Hello lovelies! It’s March Favorites time! March is always a bit of a weird month—Winter has one foot out the door, life picks up the pace and gets busy, and the days start stretching just enough to trick me into thinking I’m getting your life together (spoiler alert: I’m not). Buuuut, I DID consume some excellent stuff this month!
I Read…
FOR SHE IS WRATH by the amazing Emily Varga: a dark romantic fantasy retelling of THE COUNT OF MONTE CRISTO, in which one girl seeks revenge against those who betrayed her—including the boy she used to love.
The protagonist is a badass force of nature—complex, powerful, and not here to play nice. Think morally gray, emotionally layered, and the kind of girl who can set the world on fire. The worldbuilding is lush (with beautiful Pakistani influences), the magic system has bite, and the pacing is *chef’s kiss!* Plus, there’s that simmering, high-chemistry tension in the relationships—enough to keep you flipping pages waaay past your bedtime.

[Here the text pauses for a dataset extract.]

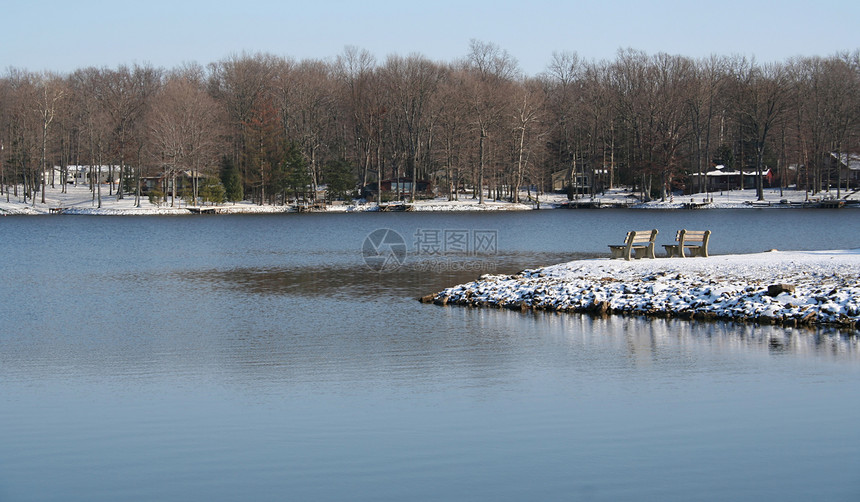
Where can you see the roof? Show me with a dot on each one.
(852, 160)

Also: I had the absolute pleasure of meeting Emily during the WWTS Storyteller’s Retreat in Scotland last fall (which still feels like a dream, honestly). She’s as fierce and splendid as her writing! If you’re a sucker for YA fantasy with strong female leads (hi, same), please give this one a read!
I Watched…
YELLOWSTONE, in which Kevin Costner (ohhhh, YES) stars as John Dutton, the patriarch of a Montana ranching family. He is forced to defend a vanishing way of life as business interests and (questionable) politicians plot and scheme to force him out.
OH MY HEART! This show is something else! It’s gritty, dramatic, unapologetically intense, and completely addictive. Beyond the WILD family dynamics, cowboy chaos, and sweeping Montana backdrops, this series is a masterclass in character development: every person on the Dutton ranch has a complex backstory and a distinct fatal flaw that makes them do wildly questionable things—and yet we completely understand where they’re coming from and why they’re doing it! As a writer, it’s such a good reminder that compelling characters don’t have to be likable—they just have to be real. Watching this series with my writer-brain turned on was mindboggling and humbling and AWESOME.
Also: the dialogue? Gahhh, so good!
I Listened to…
THE RITE OF SPRING, a ballet and orchestral concert work by the Russian composer Igor Stravinsky. He wrote it in 1913, about a ritualistic dance in which one girl is chosen to dance herself to death to celebrate the start of spring. It’s a wild, dissonant, kind of aggressive piece, and feels like the musical equivalent of the earth cracking open.
What’s so inspiring is how fearlessly it broke the mold of what people believed music should be. Stravinsky leaned into the strange, the primal, the unpredictable, and in doing so, he completely redefined what music could be. Apparently, it caused a riot at its premiere (iconic).